We have the three simultaneous linear equations

$$\begin{aligned} x+y+z &= 6,\\ 4x+\lambda y-\lambda z &= \lambda-2,\\ 3x+2y-4z &= -5. \end{aligned}$$

For a system of three equations in the three unknowns $$x,y,z$$ to possess infinitely many solutions, the rank of the coefficient matrix must be smaller than the number of variables, yet equal to the rank of the augmented matrix.
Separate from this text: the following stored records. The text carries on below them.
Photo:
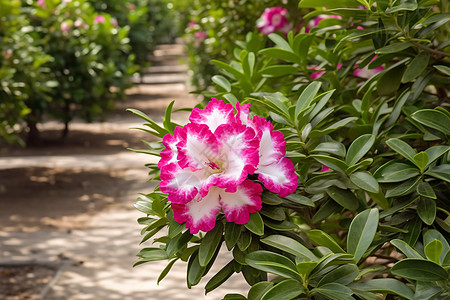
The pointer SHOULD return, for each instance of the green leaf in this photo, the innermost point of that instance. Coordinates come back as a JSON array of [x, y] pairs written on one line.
[[321, 238], [344, 275], [424, 189], [385, 286], [421, 160], [433, 251], [433, 234], [209, 244], [280, 41], [272, 263], [393, 48], [390, 81], [232, 233], [440, 172], [361, 232], [289, 245], [443, 69], [329, 3], [414, 228], [433, 118], [333, 127], [222, 82], [306, 97], [345, 198], [365, 181], [402, 148], [403, 188], [255, 224], [259, 289], [220, 277], [359, 148], [279, 70], [331, 162], [419, 269], [166, 270], [282, 54], [435, 152], [405, 249], [395, 172], [284, 290], [416, 67], [334, 291], [331, 148]]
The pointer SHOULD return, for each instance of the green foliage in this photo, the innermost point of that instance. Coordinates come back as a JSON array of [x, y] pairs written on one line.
[[384, 137]]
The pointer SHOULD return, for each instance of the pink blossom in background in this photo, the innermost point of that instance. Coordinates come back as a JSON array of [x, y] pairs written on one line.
[[41, 3], [366, 72], [65, 26], [206, 163], [99, 19], [324, 169], [273, 19], [114, 22], [316, 75]]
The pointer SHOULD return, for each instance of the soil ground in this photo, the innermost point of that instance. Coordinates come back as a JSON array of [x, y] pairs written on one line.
[[72, 202]]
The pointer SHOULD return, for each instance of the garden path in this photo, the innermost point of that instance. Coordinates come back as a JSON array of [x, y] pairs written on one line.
[[74, 202]]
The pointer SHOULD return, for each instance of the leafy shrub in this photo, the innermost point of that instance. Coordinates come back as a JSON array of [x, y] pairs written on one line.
[[23, 70], [220, 24], [368, 136]]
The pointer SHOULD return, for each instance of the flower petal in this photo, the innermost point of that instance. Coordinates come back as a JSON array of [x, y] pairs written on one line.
[[279, 177], [170, 153], [200, 213], [197, 146], [181, 184], [272, 146], [213, 115], [239, 205], [238, 155]]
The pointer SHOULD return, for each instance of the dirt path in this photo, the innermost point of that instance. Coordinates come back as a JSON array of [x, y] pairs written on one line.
[[73, 202]]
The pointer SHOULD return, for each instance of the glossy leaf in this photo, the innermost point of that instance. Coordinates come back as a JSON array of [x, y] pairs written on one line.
[[285, 290], [272, 263], [385, 285], [321, 238], [433, 251], [433, 118], [209, 244], [289, 245], [419, 269], [365, 181], [359, 148], [361, 232], [255, 224], [402, 148], [405, 249], [345, 198]]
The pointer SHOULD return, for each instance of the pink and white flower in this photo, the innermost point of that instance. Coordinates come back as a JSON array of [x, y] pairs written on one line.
[[206, 163], [99, 19], [274, 19]]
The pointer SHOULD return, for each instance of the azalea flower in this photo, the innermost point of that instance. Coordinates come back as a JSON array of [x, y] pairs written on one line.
[[65, 26], [41, 3], [273, 19], [99, 19], [206, 163]]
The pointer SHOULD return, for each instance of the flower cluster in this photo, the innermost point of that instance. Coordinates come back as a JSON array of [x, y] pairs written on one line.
[[274, 19], [206, 163]]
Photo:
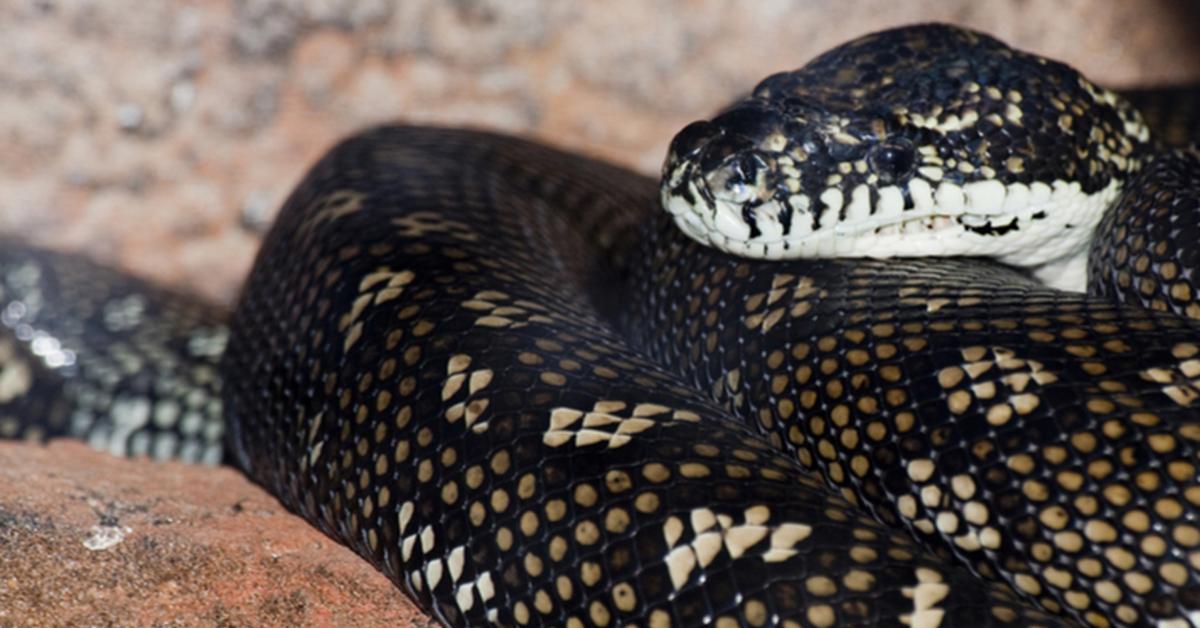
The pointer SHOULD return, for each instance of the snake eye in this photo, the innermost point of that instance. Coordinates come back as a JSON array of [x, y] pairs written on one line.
[[893, 160]]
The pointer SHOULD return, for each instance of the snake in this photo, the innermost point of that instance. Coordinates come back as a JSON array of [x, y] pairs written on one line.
[[905, 338]]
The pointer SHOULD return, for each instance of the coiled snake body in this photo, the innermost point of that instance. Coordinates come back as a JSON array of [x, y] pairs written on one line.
[[503, 376]]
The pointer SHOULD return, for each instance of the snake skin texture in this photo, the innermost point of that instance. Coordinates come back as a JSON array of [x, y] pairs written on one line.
[[417, 369], [95, 354], [1137, 256], [503, 376]]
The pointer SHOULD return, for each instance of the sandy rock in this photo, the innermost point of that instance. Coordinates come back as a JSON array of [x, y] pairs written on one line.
[[115, 100], [88, 539]]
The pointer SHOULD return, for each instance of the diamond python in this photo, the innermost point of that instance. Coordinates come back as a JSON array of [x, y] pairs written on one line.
[[499, 374]]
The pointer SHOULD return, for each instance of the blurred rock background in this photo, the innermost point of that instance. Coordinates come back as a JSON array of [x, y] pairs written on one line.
[[160, 136]]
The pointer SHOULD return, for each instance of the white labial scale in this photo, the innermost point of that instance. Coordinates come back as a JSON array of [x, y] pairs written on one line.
[[767, 220], [1067, 273], [985, 197], [729, 220]]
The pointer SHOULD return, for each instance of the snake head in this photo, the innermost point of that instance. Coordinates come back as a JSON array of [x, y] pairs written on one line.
[[921, 141]]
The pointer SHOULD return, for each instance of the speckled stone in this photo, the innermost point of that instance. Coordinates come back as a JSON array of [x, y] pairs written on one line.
[[89, 539]]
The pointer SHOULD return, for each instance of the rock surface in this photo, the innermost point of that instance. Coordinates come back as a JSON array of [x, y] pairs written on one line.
[[88, 539], [192, 120]]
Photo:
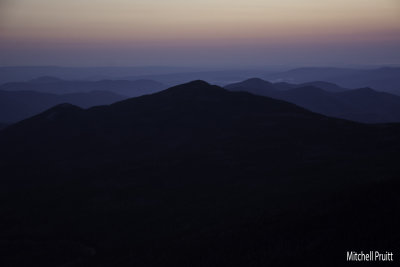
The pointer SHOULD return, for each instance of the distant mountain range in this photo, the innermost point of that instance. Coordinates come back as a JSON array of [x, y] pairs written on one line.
[[362, 105], [382, 79], [196, 175], [18, 105], [48, 84]]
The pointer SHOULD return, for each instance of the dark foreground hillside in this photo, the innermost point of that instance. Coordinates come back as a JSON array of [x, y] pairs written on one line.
[[196, 176]]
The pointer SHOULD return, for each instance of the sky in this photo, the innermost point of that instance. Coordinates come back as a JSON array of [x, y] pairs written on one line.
[[199, 33]]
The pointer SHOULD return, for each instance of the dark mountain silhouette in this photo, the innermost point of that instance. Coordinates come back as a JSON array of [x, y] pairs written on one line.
[[381, 79], [57, 86], [3, 125], [18, 105], [362, 105], [195, 176]]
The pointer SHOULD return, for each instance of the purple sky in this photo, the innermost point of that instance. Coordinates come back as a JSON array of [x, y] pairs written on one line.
[[199, 33]]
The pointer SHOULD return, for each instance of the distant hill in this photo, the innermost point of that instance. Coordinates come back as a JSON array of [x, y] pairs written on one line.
[[382, 79], [18, 105], [58, 86], [196, 175], [362, 105]]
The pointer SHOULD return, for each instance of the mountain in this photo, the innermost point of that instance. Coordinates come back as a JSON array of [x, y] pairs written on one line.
[[18, 105], [257, 84], [362, 105], [195, 175], [58, 86], [381, 79]]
A necessary condition for this is that the determinant of the coefficient matrix be zero, for otherwise the rank would be three and the solution unique.
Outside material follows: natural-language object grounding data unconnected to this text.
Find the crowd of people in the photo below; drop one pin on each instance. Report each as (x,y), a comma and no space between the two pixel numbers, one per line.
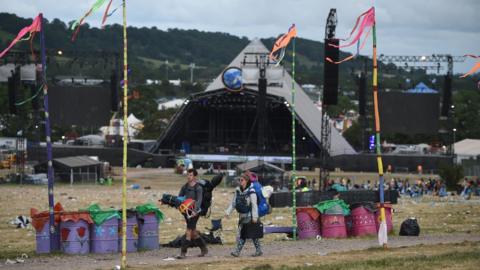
(416,188)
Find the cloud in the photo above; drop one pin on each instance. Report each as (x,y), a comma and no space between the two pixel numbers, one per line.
(404,27)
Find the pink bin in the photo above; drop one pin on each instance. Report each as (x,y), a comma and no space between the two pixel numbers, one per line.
(333,226)
(363,222)
(308,222)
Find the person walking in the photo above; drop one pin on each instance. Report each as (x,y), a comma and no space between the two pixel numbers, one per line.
(192,190)
(245,203)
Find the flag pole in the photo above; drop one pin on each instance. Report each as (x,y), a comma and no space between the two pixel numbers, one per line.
(382,230)
(125,140)
(47,134)
(294,166)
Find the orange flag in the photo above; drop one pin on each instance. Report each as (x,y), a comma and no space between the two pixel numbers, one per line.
(282,43)
(34,27)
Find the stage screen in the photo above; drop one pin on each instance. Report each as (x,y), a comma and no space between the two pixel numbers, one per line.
(87,106)
(409,113)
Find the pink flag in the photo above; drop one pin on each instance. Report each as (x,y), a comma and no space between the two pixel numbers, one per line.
(34,27)
(368,19)
(474,68)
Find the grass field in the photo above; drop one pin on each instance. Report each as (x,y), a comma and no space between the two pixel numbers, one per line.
(448,216)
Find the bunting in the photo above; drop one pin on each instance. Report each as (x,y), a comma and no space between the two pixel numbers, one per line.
(31,29)
(367,20)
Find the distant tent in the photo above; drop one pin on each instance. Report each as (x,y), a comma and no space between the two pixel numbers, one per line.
(421,88)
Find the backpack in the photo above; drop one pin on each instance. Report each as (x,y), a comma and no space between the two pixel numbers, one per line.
(241,203)
(208,187)
(410,227)
(263,206)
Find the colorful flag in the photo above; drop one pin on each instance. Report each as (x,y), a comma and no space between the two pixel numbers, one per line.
(364,24)
(281,44)
(96,6)
(31,29)
(474,68)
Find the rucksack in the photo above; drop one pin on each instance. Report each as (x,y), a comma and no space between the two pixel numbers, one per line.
(409,227)
(241,203)
(263,206)
(207,187)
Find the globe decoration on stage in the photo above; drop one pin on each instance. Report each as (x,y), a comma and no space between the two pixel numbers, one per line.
(232,79)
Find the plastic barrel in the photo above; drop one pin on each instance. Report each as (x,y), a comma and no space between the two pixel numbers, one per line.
(104,238)
(348,225)
(148,232)
(333,226)
(132,234)
(388,217)
(43,239)
(363,222)
(308,222)
(75,237)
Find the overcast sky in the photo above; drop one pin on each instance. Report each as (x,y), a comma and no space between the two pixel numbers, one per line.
(406,27)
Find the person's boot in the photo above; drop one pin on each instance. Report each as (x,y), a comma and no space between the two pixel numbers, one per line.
(202,245)
(238,248)
(258,248)
(183,249)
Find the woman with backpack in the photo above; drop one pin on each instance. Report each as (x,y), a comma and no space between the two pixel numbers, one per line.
(249,225)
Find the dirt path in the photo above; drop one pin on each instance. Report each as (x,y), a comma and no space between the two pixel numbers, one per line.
(272,252)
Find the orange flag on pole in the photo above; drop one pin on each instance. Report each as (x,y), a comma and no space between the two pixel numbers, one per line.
(281,43)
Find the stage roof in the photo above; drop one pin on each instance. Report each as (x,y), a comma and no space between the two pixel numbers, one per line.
(307,112)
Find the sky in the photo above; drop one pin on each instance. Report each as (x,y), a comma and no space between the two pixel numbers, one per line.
(404,27)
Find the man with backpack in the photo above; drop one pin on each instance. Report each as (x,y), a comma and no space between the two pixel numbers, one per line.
(249,225)
(192,190)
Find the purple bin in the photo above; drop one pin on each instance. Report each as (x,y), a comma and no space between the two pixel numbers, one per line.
(333,226)
(43,239)
(75,237)
(104,238)
(148,232)
(363,222)
(132,234)
(308,222)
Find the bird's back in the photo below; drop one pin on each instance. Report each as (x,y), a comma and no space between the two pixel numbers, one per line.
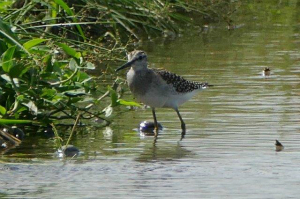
(180,84)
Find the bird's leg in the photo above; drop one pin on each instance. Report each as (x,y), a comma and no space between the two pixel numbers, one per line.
(155,122)
(181,120)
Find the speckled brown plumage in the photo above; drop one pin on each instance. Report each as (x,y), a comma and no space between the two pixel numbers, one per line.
(179,83)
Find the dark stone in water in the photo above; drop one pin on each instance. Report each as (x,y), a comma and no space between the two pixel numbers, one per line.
(148,127)
(49,133)
(70,151)
(18,133)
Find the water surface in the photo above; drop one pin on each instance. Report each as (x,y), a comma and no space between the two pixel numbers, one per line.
(228,151)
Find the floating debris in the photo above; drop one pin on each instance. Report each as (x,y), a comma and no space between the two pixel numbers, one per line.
(147,128)
(266,72)
(18,133)
(68,151)
(279,146)
(48,132)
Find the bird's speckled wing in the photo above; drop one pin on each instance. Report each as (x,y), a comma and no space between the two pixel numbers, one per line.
(179,83)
We first form the coefficient matrix and write its determinant:

$$\Delta= \begin{vmatrix} 1 & 1 & 1\\ 4 & \lambda & -\lambda\\ 3 & 2 & -4 \end{vmatrix}.$$

Expanding along the first row (cofactor expansion) we get

$$\begin{aligned} \Delta &= 1\Bigl( \lambda(-4)-(-\lambda)(2)\Bigr) - 1\Bigl(4(-4)-(-\lambda)(3)\Bigr) + 1\Bigl(4\cdot 2-\lambda\cdot 3\Bigr).\\[4pt] &= 1\bigl(-4\lambda+2\lambda\bigr) -1\bigl(-16+3\lambda\bigr) +\bigl(8-3\lambda\bigr).\\[4pt] &= (-2\lambda)+\bigl(16-3\lambda\bigr)+\bigl(8-3\lambda\bigr).\\[4pt] &= (-2\lambda-3\lambda-3\lambda)+(16+8).\\[4pt] &= -8\lambda+24\\[4pt] &= 8(3-\lambda). \end{aligned}$$

Setting $$\Delta=0$$ gives

$$8(3-\lambda)=0\qquad\Rightarrow\qquad \lambda=3.$$

Thus the only value that can possibly yield infinitely many solutions is $$\lambda=3$$. We must still verify that with $$\lambda=3$$ the system is consistent and has more than one solution.
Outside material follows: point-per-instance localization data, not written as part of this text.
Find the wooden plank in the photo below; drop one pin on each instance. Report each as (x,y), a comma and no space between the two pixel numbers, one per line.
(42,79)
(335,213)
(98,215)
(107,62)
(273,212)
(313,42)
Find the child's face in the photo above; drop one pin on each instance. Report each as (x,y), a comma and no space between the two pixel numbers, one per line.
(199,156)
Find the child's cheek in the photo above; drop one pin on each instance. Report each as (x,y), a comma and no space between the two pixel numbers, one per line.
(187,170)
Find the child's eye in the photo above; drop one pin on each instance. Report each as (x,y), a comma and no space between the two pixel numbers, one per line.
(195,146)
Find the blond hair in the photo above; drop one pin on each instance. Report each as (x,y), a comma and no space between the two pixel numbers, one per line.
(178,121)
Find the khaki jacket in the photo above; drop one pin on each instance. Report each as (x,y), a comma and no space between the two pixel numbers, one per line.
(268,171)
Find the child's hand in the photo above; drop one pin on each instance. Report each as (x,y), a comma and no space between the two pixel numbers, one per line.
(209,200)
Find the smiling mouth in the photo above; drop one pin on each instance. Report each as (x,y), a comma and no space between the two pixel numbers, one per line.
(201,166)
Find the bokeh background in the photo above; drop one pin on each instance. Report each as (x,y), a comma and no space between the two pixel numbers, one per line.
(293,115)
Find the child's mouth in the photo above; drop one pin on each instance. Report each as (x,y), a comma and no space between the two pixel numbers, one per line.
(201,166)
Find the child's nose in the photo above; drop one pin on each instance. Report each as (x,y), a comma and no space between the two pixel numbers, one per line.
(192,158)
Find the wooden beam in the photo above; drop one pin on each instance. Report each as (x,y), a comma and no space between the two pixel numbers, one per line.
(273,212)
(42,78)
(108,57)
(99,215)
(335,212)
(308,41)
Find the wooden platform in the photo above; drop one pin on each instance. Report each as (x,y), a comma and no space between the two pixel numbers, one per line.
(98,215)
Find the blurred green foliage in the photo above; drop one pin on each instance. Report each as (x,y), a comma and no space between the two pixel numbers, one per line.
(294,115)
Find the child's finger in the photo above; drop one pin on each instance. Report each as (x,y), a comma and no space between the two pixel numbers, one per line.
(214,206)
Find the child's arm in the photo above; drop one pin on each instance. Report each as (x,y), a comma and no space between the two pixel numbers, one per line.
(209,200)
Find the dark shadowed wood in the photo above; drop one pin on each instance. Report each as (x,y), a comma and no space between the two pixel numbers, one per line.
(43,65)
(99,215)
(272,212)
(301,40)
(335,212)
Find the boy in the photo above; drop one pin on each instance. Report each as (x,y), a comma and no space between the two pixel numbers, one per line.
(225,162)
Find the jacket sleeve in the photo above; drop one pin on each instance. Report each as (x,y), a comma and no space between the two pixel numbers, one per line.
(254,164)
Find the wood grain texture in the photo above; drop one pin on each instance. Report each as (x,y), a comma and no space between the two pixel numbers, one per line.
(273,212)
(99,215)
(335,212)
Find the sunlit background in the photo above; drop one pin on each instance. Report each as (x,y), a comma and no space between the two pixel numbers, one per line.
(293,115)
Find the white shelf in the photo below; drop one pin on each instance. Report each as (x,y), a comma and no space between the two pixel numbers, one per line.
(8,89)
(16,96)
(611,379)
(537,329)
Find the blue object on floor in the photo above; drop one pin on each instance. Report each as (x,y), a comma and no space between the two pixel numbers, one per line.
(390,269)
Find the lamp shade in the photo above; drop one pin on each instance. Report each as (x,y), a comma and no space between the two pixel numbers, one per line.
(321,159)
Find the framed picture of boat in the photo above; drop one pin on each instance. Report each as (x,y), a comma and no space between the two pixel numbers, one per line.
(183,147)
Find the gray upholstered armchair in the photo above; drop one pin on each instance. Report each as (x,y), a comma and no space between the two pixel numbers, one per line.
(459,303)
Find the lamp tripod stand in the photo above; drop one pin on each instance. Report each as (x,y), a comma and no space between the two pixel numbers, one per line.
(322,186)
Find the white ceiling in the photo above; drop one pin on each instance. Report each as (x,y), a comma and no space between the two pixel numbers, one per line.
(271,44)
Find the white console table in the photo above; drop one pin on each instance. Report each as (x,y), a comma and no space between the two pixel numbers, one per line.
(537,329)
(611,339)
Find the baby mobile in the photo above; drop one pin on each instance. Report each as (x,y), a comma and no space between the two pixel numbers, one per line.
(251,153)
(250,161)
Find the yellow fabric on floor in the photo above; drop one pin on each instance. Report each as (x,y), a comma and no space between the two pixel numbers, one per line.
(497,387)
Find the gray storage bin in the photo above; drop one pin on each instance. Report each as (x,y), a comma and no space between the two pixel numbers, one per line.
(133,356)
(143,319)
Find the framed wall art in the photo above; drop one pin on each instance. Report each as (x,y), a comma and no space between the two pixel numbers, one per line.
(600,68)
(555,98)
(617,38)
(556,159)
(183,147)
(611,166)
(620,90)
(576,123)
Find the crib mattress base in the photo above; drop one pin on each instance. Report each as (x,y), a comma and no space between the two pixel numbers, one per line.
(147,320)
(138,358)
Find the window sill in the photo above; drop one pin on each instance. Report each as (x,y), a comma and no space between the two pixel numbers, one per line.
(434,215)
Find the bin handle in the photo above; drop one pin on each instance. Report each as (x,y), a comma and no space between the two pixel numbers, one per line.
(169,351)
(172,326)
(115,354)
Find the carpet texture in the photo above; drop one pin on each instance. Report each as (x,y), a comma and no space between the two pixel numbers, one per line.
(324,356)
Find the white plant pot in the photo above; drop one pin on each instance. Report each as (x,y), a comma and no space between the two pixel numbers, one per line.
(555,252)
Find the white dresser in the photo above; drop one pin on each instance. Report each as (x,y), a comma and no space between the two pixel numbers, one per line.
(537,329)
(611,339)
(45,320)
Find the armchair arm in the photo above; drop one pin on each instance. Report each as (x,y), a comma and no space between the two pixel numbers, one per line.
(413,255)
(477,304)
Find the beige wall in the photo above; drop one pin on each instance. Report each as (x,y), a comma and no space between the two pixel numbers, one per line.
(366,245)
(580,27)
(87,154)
Putting $$\lambda=3$$ into the original equations produces

$$\begin{aligned} x+y+z &= 6,\\ 4x+3y-3z &= 1,\quad(\text{since } \lambda-2 = 1),\\ 3x+2y-4z &= -5. \end{aligned}$$

From the first equation we express $$x=6-y-z$$ and substitute this value into the last two equations:

$$\begin{aligned} 4(6-y-z)+3y-3z &= 1 &\Longrightarrow&\; 24-4y-4z+3y-3z=1\\ &\Longrightarrow&\; -y-7z=-23\\ &\Longrightarrow&\; y+7z=23,\\[6pt] 3(6-y-z)+2y-4z &= -5 &\Longrightarrow&\; 18-3y-3z+2y-4z=-5\\ &\Longrightarrow&\; -y-7z=-23\\ &\Longrightarrow&\; y+7z=23. \end{aligned}$$

Both reduced equations are identical, so after eliminating $$x$$ we are left with only one independent equation $$y+7z=23$$. Thus there are two independent equations in three unknowns, and one free parameter remains, confirming that the system indeed has infinitely many solutions when $$\lambda=3$$.

Consequently $$\lambda$$ must equal $$3$$. We now look for the given quadratic whose roots include $$3$$:

$$\lambda^2-\lambda-6=(\lambda-3)(\lambda+2).$$

This polynomial clearly vanishes at $$\lambda=3$$, while none of the other listed quadratics does. Hence the required quadratic is

$$\boxed{\lambda^2-\lambda-6=0}.$$

Among the options, this is Option B.

Hence, the correct answer is Option B.